Friday 14 December 2018

Drinking Green Tea Is Not Associated With Risk Of Breast Cancer

Drinking Green Tea Is Not Associated With Risk Of Breast Cancer.
Although some analyse has suggested that drinking unripe tea might help keep safe women from breast cancer, a new, large Japanese study comes to a different conclusion. "We found no overall confederation between green tea intake and the risk of breast cancer among Japanese women who have habitually carousal green tea," said lead researcher Dr Motoki Iwasaki, from the Epidemiology and Prevention Division at the Research Center for Cancer Prevention and Screening of the National Cancer Center in Tokyo 4 fmp online. "Our findings suggest that callow tea intake within a usual drinking rule is doubtful to reduce the risk of breast cancer".

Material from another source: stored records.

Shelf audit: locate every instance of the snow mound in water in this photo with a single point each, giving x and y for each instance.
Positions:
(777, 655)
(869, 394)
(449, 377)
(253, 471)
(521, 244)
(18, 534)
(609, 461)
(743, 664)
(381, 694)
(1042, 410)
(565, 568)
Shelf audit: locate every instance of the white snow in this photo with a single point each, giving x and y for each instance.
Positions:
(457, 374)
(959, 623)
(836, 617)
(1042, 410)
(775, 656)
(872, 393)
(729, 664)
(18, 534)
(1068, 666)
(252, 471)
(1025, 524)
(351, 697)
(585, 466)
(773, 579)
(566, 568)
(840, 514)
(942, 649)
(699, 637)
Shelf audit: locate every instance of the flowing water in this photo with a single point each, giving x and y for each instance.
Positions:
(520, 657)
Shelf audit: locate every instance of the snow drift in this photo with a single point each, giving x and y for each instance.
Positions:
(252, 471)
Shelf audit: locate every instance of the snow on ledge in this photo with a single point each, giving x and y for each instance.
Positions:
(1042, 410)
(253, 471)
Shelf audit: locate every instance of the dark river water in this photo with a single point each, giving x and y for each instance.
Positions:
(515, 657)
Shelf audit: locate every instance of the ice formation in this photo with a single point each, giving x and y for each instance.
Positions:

The report is published in the Oct. 28 online emergence of the journal breast cancer research. For the study, Iwasaki's team unexcited data on 53,793 women who were surveyed between 1995 and 1998 chudai. As part of the survey, the women were asked how much untested tea they drank.

This question was asked at the start of the study and again five years later. During the newer survey, the researchers asked about two different types of unskilful tea, Sencha and Bancha/Genmaicha. Among the women, 12 percent drank less than one cup of unskilled tea a week, while 27 percent drank five or more cups a day, the researchers found. The contemplation also included women who drank 10 or more cups a day.

Over almost 14 years of follow-up, 350 women developed chest cancer, but the researchers found no association between drinking environmental tea and the risk for developing breast cancer. In the study, Iwasaki noted that one pertinacity of the research was its prospective design, so that the information was collected before the diagnosis of breast cancer, "thereby avoiding the airing recall bias inherent to case-control studies".

Dr Stephanie Bernik, a breast cancer surgeon at Lenox Hill Hospital in New York City, said that "it's deeply to imagine that there is no benefit from green tea overall, certainly. Maybe there is no benefit for breast cancer specifically".

Bernik famous that many women are interested in alternative medicine when Western medicine doesn't have the answers. "We are always looking to see the light more about how to improve the outcome of breast cancer and how to reduce the incidents of bosom cancer". Women are definitely interested in how they can have a healthier lifestyle".

Jennifer J Hu, a professor of epidemiology and influential health at the University of Miami School of Medicine's Sylvester Comprehensive Cancer Center, added that the unruly with population-based studies is that when you try to look at one single factor you may not be taking into account other endanger factors that can influence the result. "Also, just by drinking green tea you don't get enough of the possible cancer-fighting element to make much of a difference" cushylips. Based on these problems, Hu doesn't think this study answers the doubt of whether or not green tea might help guard against breast cancer.